Images of a pair of hands drawing with coloured pastels developed into a sequence where the artist enacted a strange, child-like embrace with one of the Portico’s pillars. Large text overlaid the images, at first matter-of-factly spelling out ‘hands/ face/ jumper’ etc. as they appeared in shot, and then elaborating new, sometimes comic meanings to the images beneath. This was a good strategy to deepen the layers of meaning in a medium that is sometimes criticised for a lack of depth. The text also suggested a deadpan reply to the obligatory enquiry of some -“So what is it?” – when faced with work which is not immediately graspable.
Expecting a spectacle
The world of art students perused and picked up by art dealers such as Charles Saatchi at degree shows of the 1990s is now more of a memory than a reality, but selling your artist-self alongside the work is one aspect of an art market that awaits outside the art-college ‘womb’. Contact cards, prices and CVs – I spotted students quickly passing an eye over each others’ credentials – all make their yearly appearance within the college’s studios before being quietly removed. These trappings go alongside the expectation of some kind of spectacle – a difficult one if your work isn’t loud or monumental.
Degree-showers adopt different strategies to variously and often simultaneously sidestep, parody or accept these norms.
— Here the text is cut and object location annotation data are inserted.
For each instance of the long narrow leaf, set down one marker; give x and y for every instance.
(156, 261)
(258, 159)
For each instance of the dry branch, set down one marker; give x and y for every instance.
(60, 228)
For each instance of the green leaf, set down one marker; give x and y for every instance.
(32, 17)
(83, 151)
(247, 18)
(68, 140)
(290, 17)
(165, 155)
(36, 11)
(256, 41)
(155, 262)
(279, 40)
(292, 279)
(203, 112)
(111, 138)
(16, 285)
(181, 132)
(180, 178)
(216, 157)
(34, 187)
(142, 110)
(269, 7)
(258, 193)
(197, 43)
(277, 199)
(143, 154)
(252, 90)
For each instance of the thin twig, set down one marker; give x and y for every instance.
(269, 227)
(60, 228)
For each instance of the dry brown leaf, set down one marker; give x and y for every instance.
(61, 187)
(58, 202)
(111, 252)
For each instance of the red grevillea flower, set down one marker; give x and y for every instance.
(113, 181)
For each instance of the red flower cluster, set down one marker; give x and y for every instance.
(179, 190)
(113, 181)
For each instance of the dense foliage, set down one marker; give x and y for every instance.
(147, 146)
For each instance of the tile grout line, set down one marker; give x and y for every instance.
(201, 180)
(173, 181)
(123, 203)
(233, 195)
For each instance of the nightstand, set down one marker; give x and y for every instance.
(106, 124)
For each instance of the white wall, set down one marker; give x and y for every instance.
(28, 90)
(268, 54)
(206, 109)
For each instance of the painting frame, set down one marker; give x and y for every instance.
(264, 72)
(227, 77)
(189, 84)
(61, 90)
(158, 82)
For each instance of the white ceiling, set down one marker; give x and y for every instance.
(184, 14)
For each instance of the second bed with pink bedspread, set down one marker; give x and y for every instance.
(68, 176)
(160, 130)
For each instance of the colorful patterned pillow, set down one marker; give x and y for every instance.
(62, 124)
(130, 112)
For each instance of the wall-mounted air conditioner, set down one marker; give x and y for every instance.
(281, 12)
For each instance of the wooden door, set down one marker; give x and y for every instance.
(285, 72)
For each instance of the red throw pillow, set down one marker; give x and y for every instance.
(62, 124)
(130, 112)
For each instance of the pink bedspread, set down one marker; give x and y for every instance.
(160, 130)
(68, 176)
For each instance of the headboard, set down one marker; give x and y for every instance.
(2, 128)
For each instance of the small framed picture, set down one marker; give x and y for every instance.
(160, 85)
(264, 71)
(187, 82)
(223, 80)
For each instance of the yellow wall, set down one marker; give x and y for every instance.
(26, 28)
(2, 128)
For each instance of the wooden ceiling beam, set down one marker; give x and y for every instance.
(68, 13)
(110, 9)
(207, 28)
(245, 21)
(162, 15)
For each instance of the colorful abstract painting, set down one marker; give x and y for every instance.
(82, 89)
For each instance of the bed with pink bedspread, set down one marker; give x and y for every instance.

Kitty Clark’s ‘Behind us lies the splendour of a lost civilisation’, incorporated a daily confetti drop, and John Shevlin periodically raised and brought down again a large cloth monument as part of his work. Both provided a humorous display for those expecting a grand spectacle.
Individual voices, collaborative voices
The most striking aspect of the show, however, was the extent to which fellow students had sensitively negotiated their works and the space between them to create rooms which credited the individual personalities, while generating new, collaborative voices. This was perhaps clearest in the room showing the work of Cyrus Shroff, Anna Hodgson and Eleanor Wright, from the Painting, Media and Sculpture departments respectively. Art education models nowadays differ between colleges on whether departments are divided up by medium, or whether to do away with such formal distinctions all together. Here was an example of distinct disciplines talking to one another sensitively, echoing the attitude of ex-tutor Phyllida Barlow that the “cusp between disciplines” is “most interesting place to be”.